Closed
Description
What is your issue?
I'm doing some benchmarks on Xarray + Zarr vs. some other formats, and I get quite a surprising result — in a very simple array, xarray is adding a lot of overhead to reading a Zarr array.
Here's a quick script — super simple, just a single chunk. It's 800MB of data — so not some tiny array where reading a metadata json file or allocating an index is going to throw the results.
import numpy as np
import zarr
import xarray as xr
import dask
print(zarr.__version__, xr.__version__, dask.__version__)
(
xr.DataArray(np.random.rand(10000, 10000), name="foo")
.to_dataset()
.chunk(None)
.to_zarr("test.zarr", mode="w")
)
%timeit xr.open_zarr("test.zarr").compute()
%timeit zarr.open("test.zarr")["foo"][:]
2.17.2 2024.5.1.dev37+gce196d56 2024.5.2
551 ms ± 15 ms per loop (mean ± std. dev. of 7 runs, 1 loop each)

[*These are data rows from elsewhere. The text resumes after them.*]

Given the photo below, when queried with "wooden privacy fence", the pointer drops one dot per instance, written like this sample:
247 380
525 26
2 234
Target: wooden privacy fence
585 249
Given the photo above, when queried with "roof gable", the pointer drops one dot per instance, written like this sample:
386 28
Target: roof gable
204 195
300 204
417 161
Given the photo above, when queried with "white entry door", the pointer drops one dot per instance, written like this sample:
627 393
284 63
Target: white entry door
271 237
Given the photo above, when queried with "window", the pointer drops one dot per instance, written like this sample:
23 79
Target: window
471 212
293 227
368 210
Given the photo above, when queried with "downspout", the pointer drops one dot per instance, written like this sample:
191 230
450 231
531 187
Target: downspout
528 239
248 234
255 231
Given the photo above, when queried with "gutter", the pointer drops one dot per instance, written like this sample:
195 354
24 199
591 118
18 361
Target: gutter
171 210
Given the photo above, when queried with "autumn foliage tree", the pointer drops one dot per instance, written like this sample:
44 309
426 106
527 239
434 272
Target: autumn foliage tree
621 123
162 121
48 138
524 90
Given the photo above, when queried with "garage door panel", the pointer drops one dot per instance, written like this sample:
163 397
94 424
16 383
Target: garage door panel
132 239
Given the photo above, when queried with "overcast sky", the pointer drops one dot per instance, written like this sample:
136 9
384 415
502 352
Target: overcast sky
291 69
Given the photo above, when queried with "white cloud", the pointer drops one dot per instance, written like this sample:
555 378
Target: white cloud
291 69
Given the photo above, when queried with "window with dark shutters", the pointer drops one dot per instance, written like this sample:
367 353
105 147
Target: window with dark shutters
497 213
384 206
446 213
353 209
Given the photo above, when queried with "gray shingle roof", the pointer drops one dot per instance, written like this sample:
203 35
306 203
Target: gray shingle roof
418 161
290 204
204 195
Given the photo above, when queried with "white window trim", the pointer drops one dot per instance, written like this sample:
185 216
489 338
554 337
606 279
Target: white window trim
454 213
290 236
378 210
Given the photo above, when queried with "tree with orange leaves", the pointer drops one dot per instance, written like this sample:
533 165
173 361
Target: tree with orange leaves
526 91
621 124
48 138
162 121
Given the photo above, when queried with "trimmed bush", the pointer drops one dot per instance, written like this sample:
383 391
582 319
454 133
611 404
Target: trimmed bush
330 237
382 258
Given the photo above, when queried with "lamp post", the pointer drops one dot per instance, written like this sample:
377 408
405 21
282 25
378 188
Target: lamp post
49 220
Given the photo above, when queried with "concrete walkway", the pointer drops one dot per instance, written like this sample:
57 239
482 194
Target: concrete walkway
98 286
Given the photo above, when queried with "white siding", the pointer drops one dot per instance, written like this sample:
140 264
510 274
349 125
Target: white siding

183 ms ± 2.93 ms per loop (mean ± std. dev. of 7 runs, 10 loops each)
So:
- 551ms for xarray
- 183ms for zarr
Having a quick look with py-spy
suggests there might be some thread contention, but not sure how much is really contention vs. idle threads waiting.
Making the array 10x bigger (with 10 chunks) reduces the relative difference, but it's still fairly large:
2.17.2 2024.5.1.dev37+gce196d56 2024.5.2
6.88 s ± 353 ms per loop (mean ± std. dev. of 7 runs, 1 loop each)
4.15 s ± 264 ms per loop (mean ± std. dev. of 7 runs, 1 loop each)
Any thoughts on what might be happening? Is the benchmark at least correct?